– Ah! mais savez-vous que c'est bigrement serieux, le travail que vous nous presentez la! – воскликнул Левассер, рассматривая мою карту.
– Prachtvoll! – одобрил Энгель.
– Beautiful! – присовокупил Фарр.
– Benissime! – проурчал Корренти.
– Et remarquez bien que monsieur n'a employe que deux nuits pour commencer et achever ce beau travail, – отозвался Кеттле, который перед тем пошептался с Прокопом.
– Две ночи – это верно! – подтвердил Прокоп, – и без всякого руководства! Просто взял лист бумаги и с божьею помощью начертил!
Тогда все бросились меня обнимать и целовать, что под конец сделалось для меня даже обременительным, потому что делегаты вздумали качать меня на руках и чуть-чуть не уронили на пол. Тем временем наступил адмиральский час, Прокоп наскоро произнес: господа, милости просим хлеба-соли откушать! – и повел нас в столовую, где прежде всего нашим взорам представилась севрюжина… но какая это была севрюжина!

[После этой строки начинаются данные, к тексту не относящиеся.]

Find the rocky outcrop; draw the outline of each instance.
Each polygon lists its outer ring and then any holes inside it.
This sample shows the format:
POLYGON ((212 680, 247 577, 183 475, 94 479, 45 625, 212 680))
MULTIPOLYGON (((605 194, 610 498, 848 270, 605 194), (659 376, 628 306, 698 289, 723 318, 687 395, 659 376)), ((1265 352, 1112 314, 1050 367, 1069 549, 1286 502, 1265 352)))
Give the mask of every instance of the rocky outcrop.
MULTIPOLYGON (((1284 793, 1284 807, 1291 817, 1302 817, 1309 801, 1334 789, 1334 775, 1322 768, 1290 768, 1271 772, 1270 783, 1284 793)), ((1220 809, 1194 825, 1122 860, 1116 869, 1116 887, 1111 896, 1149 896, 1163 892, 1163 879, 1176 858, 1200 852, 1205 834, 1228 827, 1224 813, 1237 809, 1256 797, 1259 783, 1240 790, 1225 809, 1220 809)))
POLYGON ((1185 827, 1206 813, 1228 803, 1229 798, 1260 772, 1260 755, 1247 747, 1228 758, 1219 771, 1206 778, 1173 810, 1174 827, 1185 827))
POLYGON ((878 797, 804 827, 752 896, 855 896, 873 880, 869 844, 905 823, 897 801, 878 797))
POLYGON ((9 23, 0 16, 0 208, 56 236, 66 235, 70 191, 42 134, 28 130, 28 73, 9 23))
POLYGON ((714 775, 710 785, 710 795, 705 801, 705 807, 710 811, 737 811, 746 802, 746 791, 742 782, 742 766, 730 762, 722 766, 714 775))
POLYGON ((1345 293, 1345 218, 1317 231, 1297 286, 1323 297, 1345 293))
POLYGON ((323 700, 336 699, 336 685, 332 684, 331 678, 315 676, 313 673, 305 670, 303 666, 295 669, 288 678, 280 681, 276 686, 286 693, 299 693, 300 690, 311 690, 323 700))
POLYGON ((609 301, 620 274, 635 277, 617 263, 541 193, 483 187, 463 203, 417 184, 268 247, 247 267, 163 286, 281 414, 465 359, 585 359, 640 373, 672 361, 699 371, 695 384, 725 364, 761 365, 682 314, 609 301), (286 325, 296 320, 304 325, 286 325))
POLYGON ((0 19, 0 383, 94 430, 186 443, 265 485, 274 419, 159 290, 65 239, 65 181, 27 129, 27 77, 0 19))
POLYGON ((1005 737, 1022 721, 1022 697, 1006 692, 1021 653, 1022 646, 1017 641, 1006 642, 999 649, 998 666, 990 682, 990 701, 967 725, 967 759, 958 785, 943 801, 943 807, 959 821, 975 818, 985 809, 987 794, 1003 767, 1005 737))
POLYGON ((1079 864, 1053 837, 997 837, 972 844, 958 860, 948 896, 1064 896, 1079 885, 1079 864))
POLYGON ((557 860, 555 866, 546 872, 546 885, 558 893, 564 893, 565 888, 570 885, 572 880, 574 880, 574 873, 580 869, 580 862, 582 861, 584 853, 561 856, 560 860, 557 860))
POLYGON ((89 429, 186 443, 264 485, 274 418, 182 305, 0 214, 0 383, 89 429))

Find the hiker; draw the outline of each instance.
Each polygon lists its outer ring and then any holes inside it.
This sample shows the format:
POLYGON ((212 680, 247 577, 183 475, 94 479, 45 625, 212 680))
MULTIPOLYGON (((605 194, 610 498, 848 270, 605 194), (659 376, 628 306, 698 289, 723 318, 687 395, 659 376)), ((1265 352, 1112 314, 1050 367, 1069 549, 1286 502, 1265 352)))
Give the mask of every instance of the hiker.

– Вот так севрюжина! – совершенно чисто произнес по-русски Кеттле.
Но, увы! нас и на этот раз не вразумило это более нежели странное восклицание иностранного гостя. До того наши сердца были переполнены ликованием, что мы не лыком шиты!
После обеда, во время прогулки по Марсову полю, Левассер ни с того ни с сего вступил со мной в очень неловкий дружеский разговор. Во-первых, он напрямик объявил, что ненавидит войну по принципу и что самый вид Марсова поля действует на него неприятно.
– А мы, – ответил я довольно сухо, – мы гордимся этим полем.
– Oui, je comprends ca! la fierte nationale – nous autres, Francais, nous en savons quelque chose! Mais, quant a moi – je vous avoue que ca me porte sur les nerfs!
Во-вторых, постепенно раскрывая передо мной свою душу, он признался, что всегда был сторонником Парижской коммуны и даже участвовал в разграблении дома Тьера.
– Ma femme est une petroleuse – je ne vous dis que ca! – прибавил он грустно.
В-третьих, он изъявил опасение, что за ним следят; что клевета и зависть преследуют его даже в снегах России; что вот этот самый Фарр, который так искусно притворяется англичанином, есть не что иное, как агент Тьера, которому нарочно поручено гласно возбуждать вопросы о шпионах, а между тем под рукой требовать выдачи его, Левассера. В заключение он просил меня посмотреть по сторонам и удостовериться, нет ли поблизости полицейского.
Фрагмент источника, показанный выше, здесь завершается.